Le rôle des événements sportifs
Ils se ressemblent car c’est à une Allemagne et à une Russie qui ne sont pas encore en rupture avec l’ordre mondial que l’on attribue les Jeux de 1936 et la Coupe du Monde 2018. En 1931, c’est la très démocratique Allemagne de Weimar qui obtient l’organisation des Jeux. Les femmes y ont notamment le droit de vote alors qu’elles doivent attendre 1944 en France. Lorsqu’elle obtient l’organisation de la Coupe du monde en 2010, la Russie n’a pas encore franchi le Rubicon et Vladimir Poutine est considéré comme fréquentable par le monde occidental qui imagine encore pouvoir le détacher de la Chine.
Il faut cependant voir qu’Allemagne comme Russie ont alors déjà marqué des signes de révisionnismes.
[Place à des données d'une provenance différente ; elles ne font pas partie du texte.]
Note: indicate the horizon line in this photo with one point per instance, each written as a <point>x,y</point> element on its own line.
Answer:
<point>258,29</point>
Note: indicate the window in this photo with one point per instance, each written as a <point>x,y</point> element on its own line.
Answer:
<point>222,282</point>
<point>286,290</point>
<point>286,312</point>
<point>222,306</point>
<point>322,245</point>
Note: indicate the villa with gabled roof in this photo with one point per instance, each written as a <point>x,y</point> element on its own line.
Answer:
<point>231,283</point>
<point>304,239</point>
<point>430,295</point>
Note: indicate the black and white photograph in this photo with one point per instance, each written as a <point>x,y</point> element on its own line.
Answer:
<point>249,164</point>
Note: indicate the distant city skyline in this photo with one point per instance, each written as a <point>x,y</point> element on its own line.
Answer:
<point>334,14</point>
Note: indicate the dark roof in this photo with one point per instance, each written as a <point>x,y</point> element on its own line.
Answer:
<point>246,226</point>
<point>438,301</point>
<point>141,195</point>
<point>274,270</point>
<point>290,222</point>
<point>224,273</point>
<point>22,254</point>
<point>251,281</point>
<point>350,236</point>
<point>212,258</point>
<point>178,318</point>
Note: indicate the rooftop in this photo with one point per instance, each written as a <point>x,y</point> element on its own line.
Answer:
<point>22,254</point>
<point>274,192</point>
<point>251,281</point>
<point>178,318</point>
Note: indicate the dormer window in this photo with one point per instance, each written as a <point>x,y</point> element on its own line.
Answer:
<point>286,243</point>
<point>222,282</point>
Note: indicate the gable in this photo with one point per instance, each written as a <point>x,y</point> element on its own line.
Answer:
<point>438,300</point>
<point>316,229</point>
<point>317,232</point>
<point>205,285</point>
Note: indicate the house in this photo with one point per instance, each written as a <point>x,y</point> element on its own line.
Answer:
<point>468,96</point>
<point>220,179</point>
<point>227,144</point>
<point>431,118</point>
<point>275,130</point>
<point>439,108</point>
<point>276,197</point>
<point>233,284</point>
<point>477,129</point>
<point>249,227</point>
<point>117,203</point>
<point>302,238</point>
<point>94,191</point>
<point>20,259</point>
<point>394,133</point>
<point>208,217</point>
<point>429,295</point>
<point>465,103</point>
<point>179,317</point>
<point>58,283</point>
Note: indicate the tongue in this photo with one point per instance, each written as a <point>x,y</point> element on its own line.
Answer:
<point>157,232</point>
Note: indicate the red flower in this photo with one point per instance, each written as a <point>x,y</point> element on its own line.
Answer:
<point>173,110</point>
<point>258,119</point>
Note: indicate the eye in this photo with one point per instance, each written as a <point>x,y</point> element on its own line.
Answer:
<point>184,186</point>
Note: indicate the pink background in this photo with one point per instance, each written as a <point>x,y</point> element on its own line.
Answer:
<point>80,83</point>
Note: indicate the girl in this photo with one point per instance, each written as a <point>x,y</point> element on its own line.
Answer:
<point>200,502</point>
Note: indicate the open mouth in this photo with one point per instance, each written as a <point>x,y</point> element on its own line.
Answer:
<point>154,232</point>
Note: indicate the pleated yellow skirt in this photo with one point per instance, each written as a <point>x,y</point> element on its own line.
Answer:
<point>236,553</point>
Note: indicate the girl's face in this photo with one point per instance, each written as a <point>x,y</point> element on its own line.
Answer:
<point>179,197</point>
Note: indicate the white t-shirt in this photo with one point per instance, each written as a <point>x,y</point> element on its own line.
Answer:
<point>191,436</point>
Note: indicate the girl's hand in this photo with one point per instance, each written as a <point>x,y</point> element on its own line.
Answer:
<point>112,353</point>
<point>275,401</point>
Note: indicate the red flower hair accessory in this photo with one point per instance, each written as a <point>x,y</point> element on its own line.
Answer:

L’Allemagne de Weimar reconstruit son armée en dépit du traité de Versailles avec le soutien de l’URSS. La Russie de Poutine a quant à elle déjà envahi une partie de la Géorgie en 2008. Classiquement dans les périodes de transition géopolitique, des années 1930 à notre époque, les Etats émergents, voire réémergents dans les cas allemand et russe, en quête de reconnaissance internationale, courent après l’organisation d’hyperévénements. C’est l’usage du sport power. Autre fait classique de ces périodes, la dérive politique vers l’autoritarisme et la guerre. L’Allemagne et la Russie poutinienne rompent en effet en quelques années avec l’ordre mondial peu après l’attribution de ces hyperévénements sportifs qui les positionnent au centre de l’attention planétaire. Les Jeux de 1936 se tiennent dans une Allemagne devenue hitlérienne en 1933. Elle opprime sa population juive et a remilitarisé la Rhénanie en violation du traité de Versailles. Elle l’a fait en mars 1936, donc juste avant les Jeux et menace la France en laissant « Strasbourg sous les canons allemands » selon la formule du Président du Conseil Albert Sarrault. Côté russe, c’est en 2014, juste après la clôture des Jeux d’hiver de Sotchi que la Crimée est annexée et qu’une guerre hybride, menée sous le manteau, commence au Donbass.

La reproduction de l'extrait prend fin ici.